En dépit de sa banalité, la problématique d’excès de poids est d’une grande complexité. Celle-ci commence dès la constitution de l’obésité, impliquant des facteurs sociaux très hétérogènes : surconsommation, malbouffe, sédentarité, rythmes accélérés de la vie urbaine, stress, exclusion sociale. À ces facteurs s’ajoutent les facteurs génétiques, neurohormonaux, psychologiques, mais aussi les comportements restrictifs, les troubles du comportement alimentaire et enfin les facteurs liés à l’histoire personnelle. La cause du surpoids est donc à la fois individuelle et plurifactorielle.

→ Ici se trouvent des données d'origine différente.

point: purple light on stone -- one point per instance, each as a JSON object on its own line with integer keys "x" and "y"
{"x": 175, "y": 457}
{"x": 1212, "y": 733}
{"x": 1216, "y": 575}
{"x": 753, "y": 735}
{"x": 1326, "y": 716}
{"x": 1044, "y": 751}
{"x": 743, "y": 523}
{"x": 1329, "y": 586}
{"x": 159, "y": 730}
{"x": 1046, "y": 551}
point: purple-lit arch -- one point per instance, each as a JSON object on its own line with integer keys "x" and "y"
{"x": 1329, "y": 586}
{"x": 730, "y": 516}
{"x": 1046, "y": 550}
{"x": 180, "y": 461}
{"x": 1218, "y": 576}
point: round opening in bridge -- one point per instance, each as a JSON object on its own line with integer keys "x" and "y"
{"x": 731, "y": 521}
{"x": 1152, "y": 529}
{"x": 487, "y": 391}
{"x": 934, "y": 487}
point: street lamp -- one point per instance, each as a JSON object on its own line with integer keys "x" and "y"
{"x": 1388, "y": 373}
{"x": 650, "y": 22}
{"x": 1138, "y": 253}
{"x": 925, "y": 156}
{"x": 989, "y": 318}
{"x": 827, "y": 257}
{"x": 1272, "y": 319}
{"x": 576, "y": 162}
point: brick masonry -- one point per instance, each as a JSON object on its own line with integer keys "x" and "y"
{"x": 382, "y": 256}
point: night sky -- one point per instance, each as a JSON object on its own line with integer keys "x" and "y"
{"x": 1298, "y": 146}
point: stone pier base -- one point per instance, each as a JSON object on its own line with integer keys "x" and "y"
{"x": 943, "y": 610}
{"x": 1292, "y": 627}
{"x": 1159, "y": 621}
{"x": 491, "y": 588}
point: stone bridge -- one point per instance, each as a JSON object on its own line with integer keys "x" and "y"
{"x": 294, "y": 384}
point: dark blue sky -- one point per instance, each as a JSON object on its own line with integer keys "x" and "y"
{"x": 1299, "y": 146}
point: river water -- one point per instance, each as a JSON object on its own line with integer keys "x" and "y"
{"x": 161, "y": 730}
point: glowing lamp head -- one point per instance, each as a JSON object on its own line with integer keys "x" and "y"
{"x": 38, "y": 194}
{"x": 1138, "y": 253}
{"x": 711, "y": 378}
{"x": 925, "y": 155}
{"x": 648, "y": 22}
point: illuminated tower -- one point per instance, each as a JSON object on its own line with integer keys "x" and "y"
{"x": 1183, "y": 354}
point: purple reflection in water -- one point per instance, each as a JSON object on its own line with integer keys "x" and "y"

Les découvertes sur le lien entre le cerveau et la régulation de toute fonction biologique sont en plein essor, éclairant différemment le comportement alimentaire. Il n’y a pas de séparation entre le corps et le cerveau, qui communiquent et s’influencent en permanence. Ainsi, la moindre cellule graisseuse est reliée de façon bidirectionnelle par neurobiologie au système nerveux.
La place du plaisir dans la prise d’alimentation est le symbole de cette unité : le plaisir est anticipé par le cerveau, ressenti par les sens, en relation avec l’environnement affectif, mais aussi avec des déterminants cognitifs comme la mémoire. Le plaisir permet aussi une modulation hormonale des sensations d’appétit et de satiété, dépendant d’une sensibilité individuelle des zones cérébrales impliquées dans le système de la récompense et de l’autocontrôle…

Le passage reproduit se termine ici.